The Musk-Zuckerberg and Mullin-O’Brien back-and-forths
recall the performative jawing of a boxing match weigh-in, and the athletic
theater, or “kayfabe,” of professional wrestling, where wrestlers play
characters who never acknowledge there is a script.
This blend of reality and fantasy became a key feature of
American public life during the Trump years, according to Abraham Josephine
Riesman, the author of “Ringmaster: Vince McMahon and the Unmaking of America.”
The blurring of reality is key to understanding a world in which campy
performances of heterosexual masculinity can seize our collective attention,
Riesman said.
“There’s something about committing to a totally outsized
parody that just works for the human brain,” she said.
Another common thread may be a measure of overcompensation.
After being photographed shirtless last summer aboard a yacht (and subsequently
ridiculed for his physique), Musk tweeted in October that he had been fasting
and taking Wegovy, a prescription drug used to treat obesity. And although
Zuckerberg, who is 5 feet, 7 inches tall, is in fact a committed athlete, he
has for years worn the title of nerd king, which he inherited from Bill Gates.
(Recently, Zuckerberg has turned to training and competing in martial arts, and
posting mirror selfies of his progress on Instagram.)
Better Boys, Better Men: The New Masculinity That Creates Greater Courage and Emotional Resiliency.
Meanwhile, for Kennedy, the shirtless romp draws a contrast
with the Democratic front-runner, President Joe Biden, who is 80 years old.
“Getting in shape for my debates with President Biden!” Kennedy tweeted,
alongside a video of himself doing pushups.

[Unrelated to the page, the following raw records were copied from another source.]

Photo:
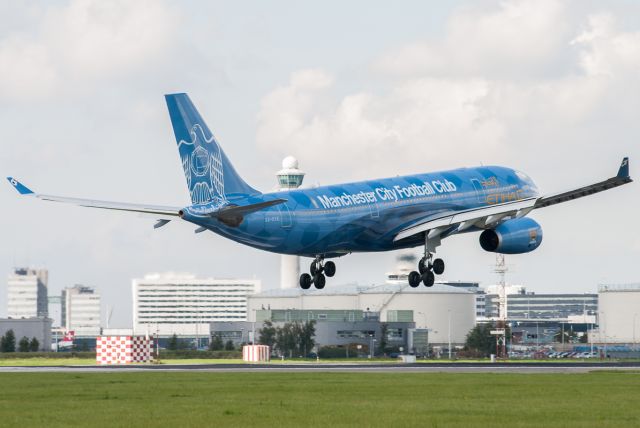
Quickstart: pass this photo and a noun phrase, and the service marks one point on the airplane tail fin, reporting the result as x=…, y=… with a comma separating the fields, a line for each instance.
x=210, y=176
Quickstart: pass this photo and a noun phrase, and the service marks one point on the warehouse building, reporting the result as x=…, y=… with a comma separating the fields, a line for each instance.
x=447, y=312
x=40, y=328
x=619, y=314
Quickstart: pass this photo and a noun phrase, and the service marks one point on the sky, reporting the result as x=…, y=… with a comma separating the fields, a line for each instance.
x=354, y=90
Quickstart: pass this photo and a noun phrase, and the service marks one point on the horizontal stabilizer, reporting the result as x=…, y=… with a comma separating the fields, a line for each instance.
x=621, y=178
x=155, y=210
x=240, y=210
x=21, y=188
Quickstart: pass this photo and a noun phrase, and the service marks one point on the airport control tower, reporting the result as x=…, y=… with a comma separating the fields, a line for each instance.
x=289, y=177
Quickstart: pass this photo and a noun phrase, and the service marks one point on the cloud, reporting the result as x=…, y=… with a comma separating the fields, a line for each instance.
x=82, y=41
x=521, y=38
x=468, y=96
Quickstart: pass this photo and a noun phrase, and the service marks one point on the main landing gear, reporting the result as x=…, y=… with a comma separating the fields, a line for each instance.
x=427, y=267
x=319, y=271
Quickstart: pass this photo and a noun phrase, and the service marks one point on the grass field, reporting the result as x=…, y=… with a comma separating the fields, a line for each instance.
x=597, y=399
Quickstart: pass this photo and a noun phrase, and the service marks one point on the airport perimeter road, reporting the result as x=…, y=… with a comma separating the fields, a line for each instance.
x=353, y=368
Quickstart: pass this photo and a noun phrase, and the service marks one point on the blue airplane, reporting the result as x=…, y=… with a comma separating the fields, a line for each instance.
x=332, y=221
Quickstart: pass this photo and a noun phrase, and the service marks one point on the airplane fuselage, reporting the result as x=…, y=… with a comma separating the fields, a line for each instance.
x=365, y=216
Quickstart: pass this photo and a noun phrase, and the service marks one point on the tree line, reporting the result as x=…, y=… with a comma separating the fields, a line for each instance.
x=8, y=343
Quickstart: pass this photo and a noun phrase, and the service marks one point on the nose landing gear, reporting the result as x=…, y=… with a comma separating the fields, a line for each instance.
x=319, y=270
x=427, y=269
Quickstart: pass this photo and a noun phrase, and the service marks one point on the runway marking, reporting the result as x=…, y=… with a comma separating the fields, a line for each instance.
x=453, y=368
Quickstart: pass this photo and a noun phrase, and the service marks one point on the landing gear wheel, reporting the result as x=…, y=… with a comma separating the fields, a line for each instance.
x=414, y=279
x=319, y=281
x=428, y=278
x=438, y=266
x=329, y=269
x=314, y=268
x=305, y=281
x=422, y=265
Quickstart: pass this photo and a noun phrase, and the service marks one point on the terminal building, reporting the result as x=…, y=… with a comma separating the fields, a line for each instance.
x=559, y=307
x=81, y=311
x=182, y=304
x=27, y=293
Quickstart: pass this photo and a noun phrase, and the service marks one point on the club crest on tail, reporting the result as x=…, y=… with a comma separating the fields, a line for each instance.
x=203, y=167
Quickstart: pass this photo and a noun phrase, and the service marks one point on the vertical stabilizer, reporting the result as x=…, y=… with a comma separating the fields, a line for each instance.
x=210, y=176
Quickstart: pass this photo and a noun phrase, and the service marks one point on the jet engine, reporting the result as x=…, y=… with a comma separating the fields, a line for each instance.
x=516, y=236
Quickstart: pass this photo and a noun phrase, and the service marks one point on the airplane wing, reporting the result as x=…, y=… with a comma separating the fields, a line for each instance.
x=486, y=217
x=621, y=178
x=158, y=212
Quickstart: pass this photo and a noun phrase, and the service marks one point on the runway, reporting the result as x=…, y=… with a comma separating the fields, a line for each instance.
x=348, y=368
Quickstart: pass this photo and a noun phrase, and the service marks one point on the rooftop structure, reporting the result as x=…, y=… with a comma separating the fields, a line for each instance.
x=81, y=312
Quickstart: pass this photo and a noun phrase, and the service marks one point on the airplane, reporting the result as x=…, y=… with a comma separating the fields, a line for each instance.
x=368, y=216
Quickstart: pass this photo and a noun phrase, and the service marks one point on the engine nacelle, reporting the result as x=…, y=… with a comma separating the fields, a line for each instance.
x=515, y=236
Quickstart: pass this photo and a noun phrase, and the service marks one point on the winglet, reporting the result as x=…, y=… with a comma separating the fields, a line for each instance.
x=21, y=188
x=623, y=172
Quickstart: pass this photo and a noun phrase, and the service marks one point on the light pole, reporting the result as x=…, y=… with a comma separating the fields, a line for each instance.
x=634, y=329
x=449, y=332
x=371, y=347
x=253, y=327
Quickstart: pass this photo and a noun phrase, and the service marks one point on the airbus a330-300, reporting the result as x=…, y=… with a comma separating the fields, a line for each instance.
x=332, y=221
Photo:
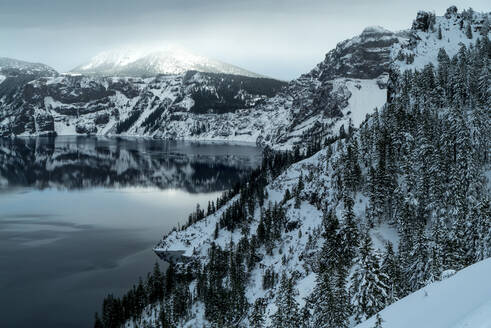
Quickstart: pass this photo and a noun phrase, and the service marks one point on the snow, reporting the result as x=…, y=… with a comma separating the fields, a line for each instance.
x=426, y=50
x=366, y=95
x=140, y=61
x=376, y=29
x=460, y=301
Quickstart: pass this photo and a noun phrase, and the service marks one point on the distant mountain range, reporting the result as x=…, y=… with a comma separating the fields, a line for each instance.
x=146, y=63
x=172, y=94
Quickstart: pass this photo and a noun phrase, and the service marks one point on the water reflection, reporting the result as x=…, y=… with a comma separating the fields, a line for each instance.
x=79, y=216
x=82, y=162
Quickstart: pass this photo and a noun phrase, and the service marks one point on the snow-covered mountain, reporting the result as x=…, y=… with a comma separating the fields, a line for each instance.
x=55, y=163
x=459, y=301
x=14, y=67
x=133, y=62
x=331, y=237
x=340, y=91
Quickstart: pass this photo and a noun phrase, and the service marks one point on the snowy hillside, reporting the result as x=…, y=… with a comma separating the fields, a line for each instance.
x=341, y=90
x=460, y=301
x=150, y=62
x=14, y=67
x=329, y=235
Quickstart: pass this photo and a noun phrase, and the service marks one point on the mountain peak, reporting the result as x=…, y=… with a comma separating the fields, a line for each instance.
x=12, y=66
x=141, y=62
x=376, y=29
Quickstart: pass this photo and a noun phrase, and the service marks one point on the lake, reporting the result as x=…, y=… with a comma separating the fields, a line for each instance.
x=79, y=217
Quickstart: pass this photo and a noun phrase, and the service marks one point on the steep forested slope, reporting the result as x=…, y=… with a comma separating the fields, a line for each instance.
x=330, y=235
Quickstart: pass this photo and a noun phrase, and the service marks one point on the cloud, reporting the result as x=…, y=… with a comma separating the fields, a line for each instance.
x=280, y=38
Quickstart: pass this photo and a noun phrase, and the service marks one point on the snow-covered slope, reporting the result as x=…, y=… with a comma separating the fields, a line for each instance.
x=145, y=63
x=348, y=84
x=12, y=67
x=460, y=301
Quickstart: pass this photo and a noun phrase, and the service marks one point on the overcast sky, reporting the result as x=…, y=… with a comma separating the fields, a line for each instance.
x=281, y=38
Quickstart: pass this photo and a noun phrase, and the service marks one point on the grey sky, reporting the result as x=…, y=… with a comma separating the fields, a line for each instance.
x=281, y=38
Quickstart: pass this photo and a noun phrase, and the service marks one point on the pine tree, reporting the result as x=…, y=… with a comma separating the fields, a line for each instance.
x=391, y=268
x=378, y=321
x=349, y=232
x=98, y=322
x=369, y=290
x=420, y=271
x=256, y=318
x=287, y=314
x=468, y=31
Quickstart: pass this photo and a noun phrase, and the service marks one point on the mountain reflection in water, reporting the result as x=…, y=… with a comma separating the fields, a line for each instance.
x=79, y=217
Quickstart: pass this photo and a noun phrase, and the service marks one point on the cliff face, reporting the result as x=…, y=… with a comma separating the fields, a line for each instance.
x=348, y=84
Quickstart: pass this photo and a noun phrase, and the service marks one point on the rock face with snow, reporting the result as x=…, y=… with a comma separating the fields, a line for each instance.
x=170, y=60
x=111, y=163
x=69, y=105
x=348, y=84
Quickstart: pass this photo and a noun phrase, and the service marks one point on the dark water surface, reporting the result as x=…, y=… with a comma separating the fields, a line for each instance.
x=79, y=217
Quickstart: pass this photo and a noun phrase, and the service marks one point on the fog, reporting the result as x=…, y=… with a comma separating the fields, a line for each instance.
x=281, y=39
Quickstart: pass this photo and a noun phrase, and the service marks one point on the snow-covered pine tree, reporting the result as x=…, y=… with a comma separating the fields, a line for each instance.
x=287, y=314
x=369, y=290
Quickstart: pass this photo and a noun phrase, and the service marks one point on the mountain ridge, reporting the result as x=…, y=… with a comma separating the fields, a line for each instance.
x=147, y=63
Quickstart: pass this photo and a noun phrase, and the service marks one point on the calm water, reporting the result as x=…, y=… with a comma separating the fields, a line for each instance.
x=79, y=217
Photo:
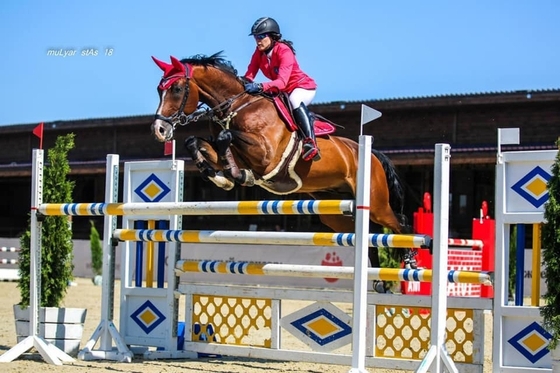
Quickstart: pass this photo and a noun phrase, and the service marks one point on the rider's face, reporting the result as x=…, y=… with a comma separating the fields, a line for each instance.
x=263, y=42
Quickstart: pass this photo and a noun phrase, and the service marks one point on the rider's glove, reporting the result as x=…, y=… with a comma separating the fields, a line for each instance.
x=253, y=88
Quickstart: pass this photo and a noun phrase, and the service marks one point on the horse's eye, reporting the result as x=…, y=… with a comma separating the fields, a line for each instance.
x=176, y=88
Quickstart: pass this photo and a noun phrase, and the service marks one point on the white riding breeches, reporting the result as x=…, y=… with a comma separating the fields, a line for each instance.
x=300, y=95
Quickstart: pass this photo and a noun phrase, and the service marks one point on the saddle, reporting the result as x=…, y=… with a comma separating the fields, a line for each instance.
x=321, y=125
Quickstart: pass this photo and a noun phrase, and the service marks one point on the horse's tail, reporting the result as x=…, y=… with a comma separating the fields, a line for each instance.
x=396, y=190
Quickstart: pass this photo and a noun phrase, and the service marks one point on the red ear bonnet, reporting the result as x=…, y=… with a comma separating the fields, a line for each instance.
x=171, y=72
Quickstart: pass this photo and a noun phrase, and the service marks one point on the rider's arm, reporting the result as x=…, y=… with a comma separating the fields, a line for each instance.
x=286, y=60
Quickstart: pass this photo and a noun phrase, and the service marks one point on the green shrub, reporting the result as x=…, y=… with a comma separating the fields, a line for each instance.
x=56, y=233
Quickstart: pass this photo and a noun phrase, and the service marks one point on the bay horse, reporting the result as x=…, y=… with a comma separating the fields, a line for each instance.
x=255, y=144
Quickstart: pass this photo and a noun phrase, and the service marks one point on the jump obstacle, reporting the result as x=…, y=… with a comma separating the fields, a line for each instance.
x=469, y=254
x=132, y=298
x=273, y=349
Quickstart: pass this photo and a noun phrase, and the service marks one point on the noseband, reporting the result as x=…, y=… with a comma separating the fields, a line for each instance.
x=179, y=117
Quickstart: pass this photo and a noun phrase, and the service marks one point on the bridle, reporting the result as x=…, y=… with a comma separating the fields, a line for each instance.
x=220, y=113
x=179, y=117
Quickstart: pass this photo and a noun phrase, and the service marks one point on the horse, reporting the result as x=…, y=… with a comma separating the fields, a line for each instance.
x=253, y=144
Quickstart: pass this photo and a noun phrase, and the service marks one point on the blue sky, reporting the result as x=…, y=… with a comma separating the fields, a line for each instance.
x=355, y=50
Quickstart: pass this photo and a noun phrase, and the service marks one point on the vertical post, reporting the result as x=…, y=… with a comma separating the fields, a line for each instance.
x=359, y=310
x=437, y=352
x=536, y=279
x=35, y=244
x=108, y=271
x=106, y=332
x=519, y=264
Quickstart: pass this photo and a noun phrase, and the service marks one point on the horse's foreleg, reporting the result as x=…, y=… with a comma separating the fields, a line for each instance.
x=230, y=167
x=196, y=149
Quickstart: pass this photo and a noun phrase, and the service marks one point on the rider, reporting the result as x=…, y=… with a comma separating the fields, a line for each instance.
x=276, y=58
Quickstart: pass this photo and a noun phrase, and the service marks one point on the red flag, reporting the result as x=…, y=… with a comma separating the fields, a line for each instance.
x=38, y=131
x=168, y=148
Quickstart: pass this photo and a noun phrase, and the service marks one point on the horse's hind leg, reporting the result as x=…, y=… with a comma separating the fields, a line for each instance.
x=383, y=214
x=205, y=158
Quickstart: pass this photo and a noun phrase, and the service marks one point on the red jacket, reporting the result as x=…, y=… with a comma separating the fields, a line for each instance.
x=282, y=69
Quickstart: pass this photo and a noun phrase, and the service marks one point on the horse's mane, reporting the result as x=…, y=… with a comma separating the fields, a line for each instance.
x=216, y=60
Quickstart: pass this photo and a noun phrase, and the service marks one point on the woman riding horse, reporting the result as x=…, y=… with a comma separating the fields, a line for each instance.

The modern history of male politicians strutting and brawling
dates back at least to Teddy Roosevelt in the early 1900s. Vladimir Putin, the
Russian president and himself a judo black belt, was photographed shirtless on
horseback in 2009. And Paul Ryan, the former speaker of the House and onetime
vice-presidential candidate, posed with 40-pound dumbbells for Time magazine
before the 2012 presidential election.
Of course, women in leadership positions face scrutiny over
their appearance and affect in ways Musk and Kennedy never would. Imagine, for
example, how a female CEO who displayed Musk’s apparent impulsiveness,
aggression and vanity would be talked about.
“The margin with which women can display any kind of
jealousy, resentment, ego or desire to get ahead in any unfettered way is very
narrow,” said Samhita Mukhopadhyay, the co-editor of the anthology “Nasty
Women: Feminism, Resistance and Revolution in Trump’s America” and the author
of the forthcoming book “The Myth of Making It.”
Then again, the times may be changing. Marjorie Taylor
Greene, the Georgia congresswoman and CrossFit aficionado who once shared a
video of herself performing pullups and overhead presses, called her Republican
colleague Lauren Boebert of Colorado a “little bitch” on the House floor last
month. It was just the kind of barb one might expect before a cage match.